Northern Research Farm in Kanawha, Iowa: NCLB severity in the two non-sprayed controls was 10.5% and 9.3% (Table 1). A reduction in NCLB severity was detected from all fungicides applied at all timings. No difference between application timings was detected, that is, applications made at V5 were as effective as applications made at R1, and at V5 plus R1. This is likely due to the fact that NCLB development started early prior to the crop tasseling. There was significant lodging in the plots due to a wind storm that occurred mid-July. No evidence of an effect of fungicide on yield was detected (Table 2).
Northeast Research Farm near Nashua, Iowa: NCLB severity was less than 1%. In this part of the state, precipitation was normal to below normal. In general, an application of fungicide at V6 reduced NCLB compared to the non-sprayed controls. Applications of Fortix at R1, Headline Amp at R1, Quilt Xcel at R1, Stratego YLD at V5 + R1, Stratego YLD at R1 all increased yield compared to the non-sprayed control (P < 0.1) (Table 2).
Ag Engineering/Agronomy Farm in Boone, Iowa: In the two non-sprayed control, NCLB severity was 14% and 16% (Table 1). In general, an application of fungicide at V5 did not reduce disease severity, apart from an application of Aproach. An application of fungicide at R1 and double applications of fungicide (V5 plus R1) reduced disease severity. Greater yields occurred with applications of Fortix at R1, Headline AMP at R1, Stratego YLD at R1 and Stratego YLD at V5 plus R1 (P < 0.1) (Table 2).
Southwest Research Farm in Lewis, Iowa: Disease severity in the two non-sprayed controls was 10.5% and 9.3% (Table 1). No effect of an application of fungicide at V6 on NCLB severity was detected, except for Priaxor (3oz/A) (P < 0.1). An application of fungicide at R1 significantly reduced NCLB severity. Double applications of fungicide (at V5 plus R1) were not different from the single application at R1. No evidence of an effect of fungicide on yield was detected (Table 2).
Southeast Research Farm in Crawfordsville, Iowa: NCLB severity in the two non-sprayed controls was 7.8% and 8.4% (Table 1).
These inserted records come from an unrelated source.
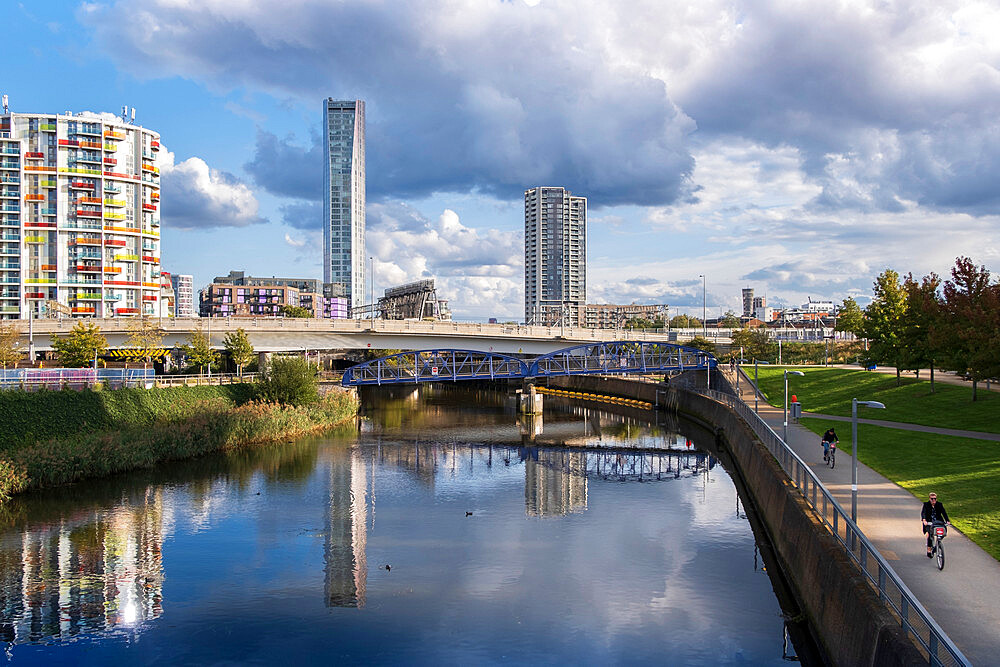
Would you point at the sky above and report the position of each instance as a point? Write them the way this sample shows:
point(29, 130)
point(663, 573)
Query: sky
point(796, 147)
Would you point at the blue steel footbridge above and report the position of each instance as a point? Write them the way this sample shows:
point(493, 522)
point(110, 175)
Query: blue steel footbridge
point(454, 364)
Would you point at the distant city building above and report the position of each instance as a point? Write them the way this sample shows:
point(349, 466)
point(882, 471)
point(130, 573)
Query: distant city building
point(748, 301)
point(184, 295)
point(613, 316)
point(344, 197)
point(413, 301)
point(167, 305)
point(239, 295)
point(555, 256)
point(79, 216)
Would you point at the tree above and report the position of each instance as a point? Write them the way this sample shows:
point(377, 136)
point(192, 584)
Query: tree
point(756, 343)
point(883, 320)
point(10, 344)
point(79, 348)
point(729, 320)
point(290, 381)
point(294, 311)
point(199, 351)
point(920, 323)
point(850, 318)
point(144, 339)
point(970, 343)
point(239, 348)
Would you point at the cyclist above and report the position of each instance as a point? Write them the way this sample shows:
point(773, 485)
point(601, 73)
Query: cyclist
point(931, 512)
point(829, 438)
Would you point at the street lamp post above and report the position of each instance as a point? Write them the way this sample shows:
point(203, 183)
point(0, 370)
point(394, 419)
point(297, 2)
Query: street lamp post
point(704, 306)
point(784, 433)
point(854, 451)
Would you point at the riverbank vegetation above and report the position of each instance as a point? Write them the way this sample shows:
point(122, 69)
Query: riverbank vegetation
point(964, 472)
point(830, 390)
point(53, 438)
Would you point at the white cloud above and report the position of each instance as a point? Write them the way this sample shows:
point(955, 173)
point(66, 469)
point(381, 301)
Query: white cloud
point(197, 196)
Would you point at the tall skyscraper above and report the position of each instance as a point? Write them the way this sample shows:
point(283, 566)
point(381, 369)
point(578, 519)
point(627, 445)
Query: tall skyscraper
point(555, 256)
point(747, 301)
point(79, 216)
point(344, 198)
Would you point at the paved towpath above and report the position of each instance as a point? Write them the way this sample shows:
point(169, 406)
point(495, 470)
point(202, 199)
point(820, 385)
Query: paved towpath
point(903, 426)
point(964, 598)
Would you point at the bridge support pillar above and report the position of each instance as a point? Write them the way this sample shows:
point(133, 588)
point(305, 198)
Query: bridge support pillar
point(529, 401)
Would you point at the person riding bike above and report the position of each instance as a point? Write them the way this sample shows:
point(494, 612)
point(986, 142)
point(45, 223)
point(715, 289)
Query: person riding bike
point(829, 438)
point(932, 512)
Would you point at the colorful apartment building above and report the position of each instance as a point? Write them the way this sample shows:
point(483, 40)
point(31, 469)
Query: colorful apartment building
point(79, 216)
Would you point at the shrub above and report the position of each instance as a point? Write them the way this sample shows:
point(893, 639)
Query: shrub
point(290, 381)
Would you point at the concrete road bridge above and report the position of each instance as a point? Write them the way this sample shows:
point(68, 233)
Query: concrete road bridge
point(295, 335)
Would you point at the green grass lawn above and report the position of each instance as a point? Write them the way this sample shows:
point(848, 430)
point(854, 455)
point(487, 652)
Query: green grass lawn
point(964, 472)
point(830, 390)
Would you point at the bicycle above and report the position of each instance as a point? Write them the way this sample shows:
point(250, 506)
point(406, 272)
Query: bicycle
point(939, 530)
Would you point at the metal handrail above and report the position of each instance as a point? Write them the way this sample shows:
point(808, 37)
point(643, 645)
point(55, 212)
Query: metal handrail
point(914, 618)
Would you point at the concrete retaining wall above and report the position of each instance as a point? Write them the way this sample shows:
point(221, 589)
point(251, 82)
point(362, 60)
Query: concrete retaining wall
point(848, 620)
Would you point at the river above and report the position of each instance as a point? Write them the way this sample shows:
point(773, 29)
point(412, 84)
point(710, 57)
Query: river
point(442, 529)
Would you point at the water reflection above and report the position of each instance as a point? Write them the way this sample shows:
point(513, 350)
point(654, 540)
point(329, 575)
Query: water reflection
point(602, 531)
point(89, 572)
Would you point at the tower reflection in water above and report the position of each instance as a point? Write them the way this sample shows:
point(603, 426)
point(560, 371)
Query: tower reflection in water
point(94, 572)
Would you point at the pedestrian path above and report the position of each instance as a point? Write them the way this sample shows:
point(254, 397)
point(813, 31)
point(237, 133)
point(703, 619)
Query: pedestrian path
point(904, 426)
point(964, 598)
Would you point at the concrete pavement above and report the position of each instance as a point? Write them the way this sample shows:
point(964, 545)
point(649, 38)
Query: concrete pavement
point(964, 598)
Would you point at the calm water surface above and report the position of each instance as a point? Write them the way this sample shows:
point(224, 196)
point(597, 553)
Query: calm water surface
point(443, 530)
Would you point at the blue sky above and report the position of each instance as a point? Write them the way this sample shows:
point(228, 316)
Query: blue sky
point(796, 147)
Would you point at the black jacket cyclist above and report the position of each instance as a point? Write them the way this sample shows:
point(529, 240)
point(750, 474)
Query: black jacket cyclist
point(931, 512)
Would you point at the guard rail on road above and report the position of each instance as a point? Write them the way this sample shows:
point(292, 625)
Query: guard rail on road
point(914, 618)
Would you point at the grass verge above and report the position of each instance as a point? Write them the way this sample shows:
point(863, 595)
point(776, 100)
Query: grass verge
point(193, 429)
point(830, 390)
point(964, 472)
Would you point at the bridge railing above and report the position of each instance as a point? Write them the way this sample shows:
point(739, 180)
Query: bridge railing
point(914, 618)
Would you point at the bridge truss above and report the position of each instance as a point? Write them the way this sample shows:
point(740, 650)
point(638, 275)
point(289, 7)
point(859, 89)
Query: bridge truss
point(434, 366)
point(454, 365)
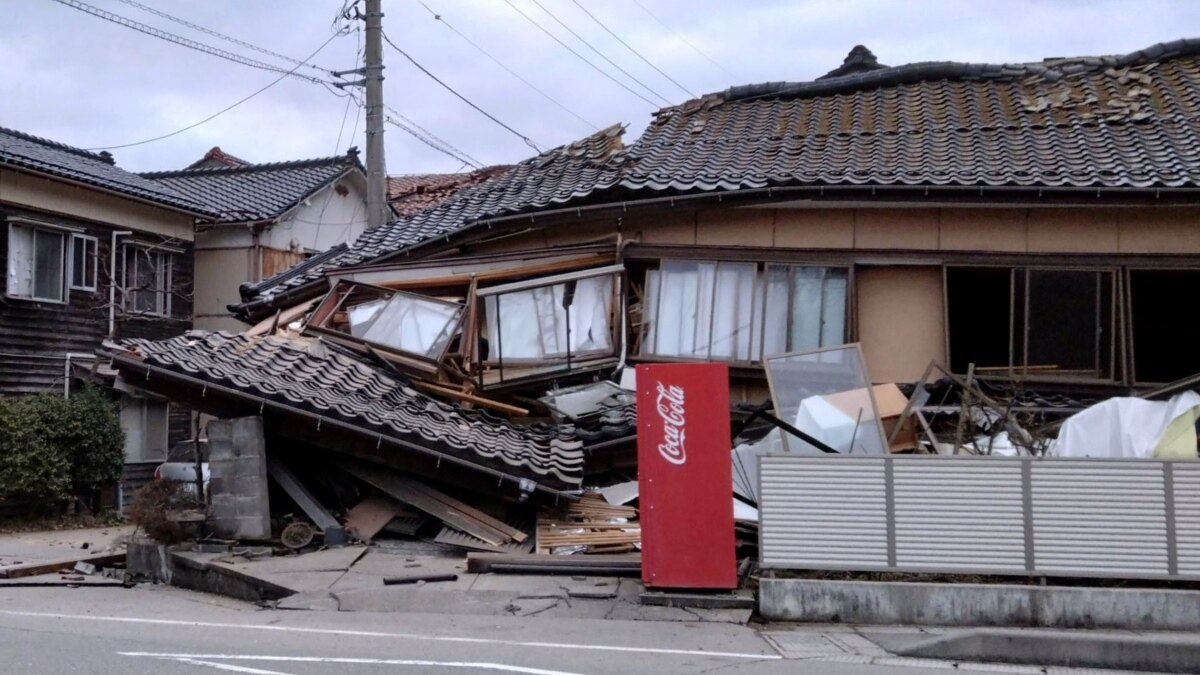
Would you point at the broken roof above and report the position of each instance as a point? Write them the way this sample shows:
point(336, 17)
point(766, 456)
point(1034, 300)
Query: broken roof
point(1129, 121)
point(417, 192)
point(309, 376)
point(251, 192)
point(217, 157)
point(30, 153)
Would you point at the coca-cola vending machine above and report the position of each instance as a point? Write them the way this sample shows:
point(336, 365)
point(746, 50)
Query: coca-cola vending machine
point(684, 476)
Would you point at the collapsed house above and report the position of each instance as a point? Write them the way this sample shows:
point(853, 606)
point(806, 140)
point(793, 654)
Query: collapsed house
point(1031, 225)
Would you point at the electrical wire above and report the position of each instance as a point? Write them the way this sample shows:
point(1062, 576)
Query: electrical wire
point(183, 41)
point(461, 97)
point(688, 42)
point(222, 36)
point(580, 57)
point(436, 138)
point(599, 53)
point(507, 69)
point(636, 53)
point(214, 115)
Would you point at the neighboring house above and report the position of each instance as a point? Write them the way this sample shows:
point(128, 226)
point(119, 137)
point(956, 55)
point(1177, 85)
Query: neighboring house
point(1036, 220)
point(72, 220)
point(415, 192)
point(269, 217)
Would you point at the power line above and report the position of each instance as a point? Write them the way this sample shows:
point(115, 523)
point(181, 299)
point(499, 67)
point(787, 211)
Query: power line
point(507, 69)
point(636, 53)
point(463, 99)
point(436, 138)
point(214, 115)
point(183, 41)
point(222, 36)
point(580, 57)
point(599, 53)
point(688, 42)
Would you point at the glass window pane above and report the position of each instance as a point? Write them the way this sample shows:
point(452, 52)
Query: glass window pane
point(827, 395)
point(833, 317)
point(21, 262)
point(732, 310)
point(48, 266)
point(413, 324)
point(808, 285)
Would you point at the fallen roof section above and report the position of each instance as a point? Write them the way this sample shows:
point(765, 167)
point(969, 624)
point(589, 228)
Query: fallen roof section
point(252, 192)
point(307, 378)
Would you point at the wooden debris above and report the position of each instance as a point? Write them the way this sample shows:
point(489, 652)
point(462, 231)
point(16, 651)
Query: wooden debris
point(370, 515)
point(48, 567)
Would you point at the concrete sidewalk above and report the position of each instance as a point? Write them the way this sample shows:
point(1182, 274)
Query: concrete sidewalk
point(351, 579)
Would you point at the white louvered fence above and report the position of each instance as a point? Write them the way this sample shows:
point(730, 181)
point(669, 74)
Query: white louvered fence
point(982, 515)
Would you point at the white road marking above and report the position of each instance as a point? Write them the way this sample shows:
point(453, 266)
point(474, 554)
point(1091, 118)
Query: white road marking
point(396, 635)
point(203, 658)
point(231, 668)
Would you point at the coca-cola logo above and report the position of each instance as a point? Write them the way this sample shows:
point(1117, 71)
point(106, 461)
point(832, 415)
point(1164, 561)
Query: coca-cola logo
point(670, 406)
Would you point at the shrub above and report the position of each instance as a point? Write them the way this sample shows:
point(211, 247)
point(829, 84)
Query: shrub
point(30, 465)
point(52, 447)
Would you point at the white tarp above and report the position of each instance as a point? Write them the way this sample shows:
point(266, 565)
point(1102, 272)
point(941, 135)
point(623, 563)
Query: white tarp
point(1132, 428)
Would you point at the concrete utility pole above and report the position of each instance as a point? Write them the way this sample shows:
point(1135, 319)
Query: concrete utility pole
point(377, 168)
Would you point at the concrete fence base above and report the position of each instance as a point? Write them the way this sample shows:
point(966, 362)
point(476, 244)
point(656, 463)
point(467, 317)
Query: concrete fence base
point(978, 604)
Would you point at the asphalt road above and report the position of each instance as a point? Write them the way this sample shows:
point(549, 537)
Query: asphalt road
point(167, 631)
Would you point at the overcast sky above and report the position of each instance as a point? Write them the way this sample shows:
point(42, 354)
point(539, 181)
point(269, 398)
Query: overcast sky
point(77, 78)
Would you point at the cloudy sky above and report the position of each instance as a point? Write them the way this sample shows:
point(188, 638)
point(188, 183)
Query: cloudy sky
point(84, 81)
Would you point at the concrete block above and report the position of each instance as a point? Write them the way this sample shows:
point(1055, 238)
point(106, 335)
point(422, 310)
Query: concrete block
point(978, 604)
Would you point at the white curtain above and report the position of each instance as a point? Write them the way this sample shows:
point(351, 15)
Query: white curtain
point(535, 324)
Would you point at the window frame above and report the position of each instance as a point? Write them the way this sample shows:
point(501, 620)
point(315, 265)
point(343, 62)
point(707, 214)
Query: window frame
point(163, 294)
point(34, 227)
point(759, 309)
point(94, 244)
point(1110, 318)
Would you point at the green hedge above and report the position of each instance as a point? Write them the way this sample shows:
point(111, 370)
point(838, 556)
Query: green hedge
point(54, 448)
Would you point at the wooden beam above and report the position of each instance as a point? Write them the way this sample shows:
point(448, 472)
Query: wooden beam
point(471, 398)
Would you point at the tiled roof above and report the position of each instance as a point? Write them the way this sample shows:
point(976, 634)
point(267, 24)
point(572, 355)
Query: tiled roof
point(1114, 121)
point(217, 157)
point(1086, 123)
point(309, 376)
point(417, 192)
point(555, 177)
point(31, 153)
point(256, 191)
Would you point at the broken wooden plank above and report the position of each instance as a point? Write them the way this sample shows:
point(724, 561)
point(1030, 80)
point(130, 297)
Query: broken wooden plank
point(426, 500)
point(418, 579)
point(49, 567)
point(304, 499)
point(370, 515)
point(471, 398)
point(480, 563)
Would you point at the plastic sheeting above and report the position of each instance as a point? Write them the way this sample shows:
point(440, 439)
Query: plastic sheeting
point(1132, 428)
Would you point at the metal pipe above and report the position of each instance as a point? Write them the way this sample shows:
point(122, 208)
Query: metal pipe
point(66, 369)
point(112, 280)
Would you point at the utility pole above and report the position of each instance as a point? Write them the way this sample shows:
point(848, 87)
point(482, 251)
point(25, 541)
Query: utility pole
point(377, 168)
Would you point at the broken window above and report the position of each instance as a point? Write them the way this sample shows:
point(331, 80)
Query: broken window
point(395, 322)
point(36, 263)
point(1164, 334)
point(1033, 321)
point(555, 318)
point(741, 311)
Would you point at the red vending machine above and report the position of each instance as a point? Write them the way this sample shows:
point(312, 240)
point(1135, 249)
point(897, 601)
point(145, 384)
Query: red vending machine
point(684, 475)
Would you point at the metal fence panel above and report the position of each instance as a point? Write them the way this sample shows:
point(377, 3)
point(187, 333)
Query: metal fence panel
point(983, 515)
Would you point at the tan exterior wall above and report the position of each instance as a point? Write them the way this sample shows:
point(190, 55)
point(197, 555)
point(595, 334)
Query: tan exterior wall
point(217, 275)
point(901, 322)
point(48, 195)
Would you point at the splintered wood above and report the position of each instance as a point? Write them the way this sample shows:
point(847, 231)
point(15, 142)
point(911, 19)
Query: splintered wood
point(589, 525)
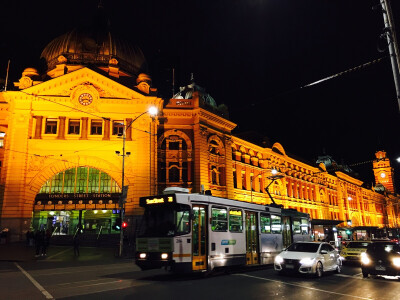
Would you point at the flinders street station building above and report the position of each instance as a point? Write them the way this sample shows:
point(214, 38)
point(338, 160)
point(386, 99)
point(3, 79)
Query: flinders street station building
point(72, 137)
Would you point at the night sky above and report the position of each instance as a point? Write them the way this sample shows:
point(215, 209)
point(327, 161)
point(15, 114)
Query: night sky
point(254, 56)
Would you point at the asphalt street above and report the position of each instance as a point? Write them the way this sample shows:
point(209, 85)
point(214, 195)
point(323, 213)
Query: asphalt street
point(98, 274)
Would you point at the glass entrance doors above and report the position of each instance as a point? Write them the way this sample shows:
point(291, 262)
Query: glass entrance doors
point(251, 238)
point(199, 229)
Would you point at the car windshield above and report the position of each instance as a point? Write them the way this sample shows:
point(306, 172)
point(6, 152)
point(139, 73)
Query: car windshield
point(357, 245)
point(303, 247)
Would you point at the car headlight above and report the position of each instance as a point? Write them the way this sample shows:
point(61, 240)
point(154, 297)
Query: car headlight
point(278, 259)
point(396, 261)
point(307, 261)
point(365, 259)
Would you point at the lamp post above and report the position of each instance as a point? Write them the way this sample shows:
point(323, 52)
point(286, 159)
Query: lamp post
point(152, 111)
point(274, 177)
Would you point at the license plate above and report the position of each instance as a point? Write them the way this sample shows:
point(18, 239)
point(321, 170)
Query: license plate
point(289, 267)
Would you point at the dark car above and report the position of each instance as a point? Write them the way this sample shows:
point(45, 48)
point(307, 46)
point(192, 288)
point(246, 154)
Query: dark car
point(381, 258)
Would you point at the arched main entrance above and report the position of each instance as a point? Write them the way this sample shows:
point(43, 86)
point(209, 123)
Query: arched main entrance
point(79, 197)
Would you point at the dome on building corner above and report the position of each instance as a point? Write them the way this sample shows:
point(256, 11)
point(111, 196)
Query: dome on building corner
point(94, 44)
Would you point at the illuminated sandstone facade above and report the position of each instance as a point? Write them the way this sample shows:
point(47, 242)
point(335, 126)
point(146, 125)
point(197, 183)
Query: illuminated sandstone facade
point(235, 168)
point(59, 133)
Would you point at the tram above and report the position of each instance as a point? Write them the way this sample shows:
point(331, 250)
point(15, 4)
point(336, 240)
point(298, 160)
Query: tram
point(198, 233)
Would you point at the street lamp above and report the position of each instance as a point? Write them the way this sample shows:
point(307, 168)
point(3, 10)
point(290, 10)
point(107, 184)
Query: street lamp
point(152, 111)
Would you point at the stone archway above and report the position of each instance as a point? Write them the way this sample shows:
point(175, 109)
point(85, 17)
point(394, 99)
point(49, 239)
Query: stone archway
point(51, 170)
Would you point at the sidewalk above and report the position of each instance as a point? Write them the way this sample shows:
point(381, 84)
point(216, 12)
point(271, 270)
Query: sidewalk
point(20, 252)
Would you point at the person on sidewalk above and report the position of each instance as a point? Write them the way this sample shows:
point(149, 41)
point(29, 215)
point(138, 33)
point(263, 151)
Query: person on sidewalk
point(46, 242)
point(39, 240)
point(76, 242)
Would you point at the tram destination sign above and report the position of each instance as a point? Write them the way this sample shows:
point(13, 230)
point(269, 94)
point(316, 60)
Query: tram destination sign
point(154, 200)
point(77, 198)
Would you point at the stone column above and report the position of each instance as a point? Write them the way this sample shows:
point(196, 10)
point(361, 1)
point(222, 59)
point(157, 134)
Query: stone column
point(38, 128)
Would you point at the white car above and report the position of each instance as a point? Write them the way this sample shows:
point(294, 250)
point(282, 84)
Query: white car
point(308, 258)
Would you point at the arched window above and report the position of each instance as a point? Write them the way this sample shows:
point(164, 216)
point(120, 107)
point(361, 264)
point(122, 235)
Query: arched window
point(173, 174)
point(80, 180)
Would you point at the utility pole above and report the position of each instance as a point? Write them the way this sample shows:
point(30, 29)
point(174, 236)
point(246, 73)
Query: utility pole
point(390, 33)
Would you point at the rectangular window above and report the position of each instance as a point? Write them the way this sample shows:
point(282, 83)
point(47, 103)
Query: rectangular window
point(81, 179)
point(296, 227)
point(276, 226)
point(235, 220)
point(304, 226)
point(51, 126)
point(265, 222)
point(118, 128)
point(219, 219)
point(96, 127)
point(74, 126)
point(94, 181)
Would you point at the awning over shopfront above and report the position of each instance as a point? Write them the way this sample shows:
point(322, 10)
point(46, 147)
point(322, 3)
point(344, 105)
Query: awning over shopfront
point(325, 222)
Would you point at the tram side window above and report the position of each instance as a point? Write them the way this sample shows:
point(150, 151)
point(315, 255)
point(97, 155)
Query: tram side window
point(304, 226)
point(265, 221)
point(219, 219)
point(296, 226)
point(276, 222)
point(183, 222)
point(235, 220)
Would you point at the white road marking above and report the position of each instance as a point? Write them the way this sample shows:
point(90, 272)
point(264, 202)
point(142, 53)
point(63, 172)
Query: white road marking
point(59, 253)
point(301, 286)
point(356, 276)
point(35, 283)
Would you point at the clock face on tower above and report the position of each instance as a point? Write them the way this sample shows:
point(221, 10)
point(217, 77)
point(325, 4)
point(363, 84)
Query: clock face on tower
point(85, 99)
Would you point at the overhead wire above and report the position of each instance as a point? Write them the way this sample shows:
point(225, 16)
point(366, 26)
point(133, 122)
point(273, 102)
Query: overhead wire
point(359, 67)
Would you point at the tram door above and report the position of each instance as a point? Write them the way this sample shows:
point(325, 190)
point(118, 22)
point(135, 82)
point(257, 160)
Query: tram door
point(286, 231)
point(251, 238)
point(199, 230)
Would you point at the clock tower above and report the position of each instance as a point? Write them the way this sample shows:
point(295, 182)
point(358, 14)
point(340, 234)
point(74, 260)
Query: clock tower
point(383, 171)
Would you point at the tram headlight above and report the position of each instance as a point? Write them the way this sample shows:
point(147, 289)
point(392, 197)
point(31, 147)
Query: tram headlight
point(396, 262)
point(307, 261)
point(278, 259)
point(365, 259)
All applications of fungicide reduced disease severity except for applications of Priaxor or Stratego YLD at V5, and Aproach at V5 plus Aproach Prima at R1. Greater yields compared to the non-sprayed control occurred with Fortix, Headline AMP Quilt Xcel and Stratego YLD all applied at R1, and with a two applications of Stratego YLD made at V5 and R1 (P < 0.1) (Table 2).
All fungicides effectively reduced NCLB at all locations in Iowa in 2014. Although applications at either V5 or at R1 reduced disease, applications at R1 were most effective at reducing disease. No additional disease control occurred with applications at V5 and again at R1.
With El Niño in effect, it looks like 2015 has a chance to be cool and wet. Since the NCLB fungus overwinters in corn residue, NCLB could be a disease risk in 2015. It will be important to scout fields, particularly those planted to hybrids that are rated susceptible or moderately susceptible to NCLB. If disease is present anywhere on more than 50% of the plants in a field, a fungicide application could be a prudent decision. Applications made between VT and R2 should protect the crop. Avoid applications between V12 and V18; since, this increases the risk of arrested ear development.
Acknowledgements: Thanks to managers and staff at outlying ISU research and demonstration farms for managing these trials and applying fungicide treatments at their respective farms.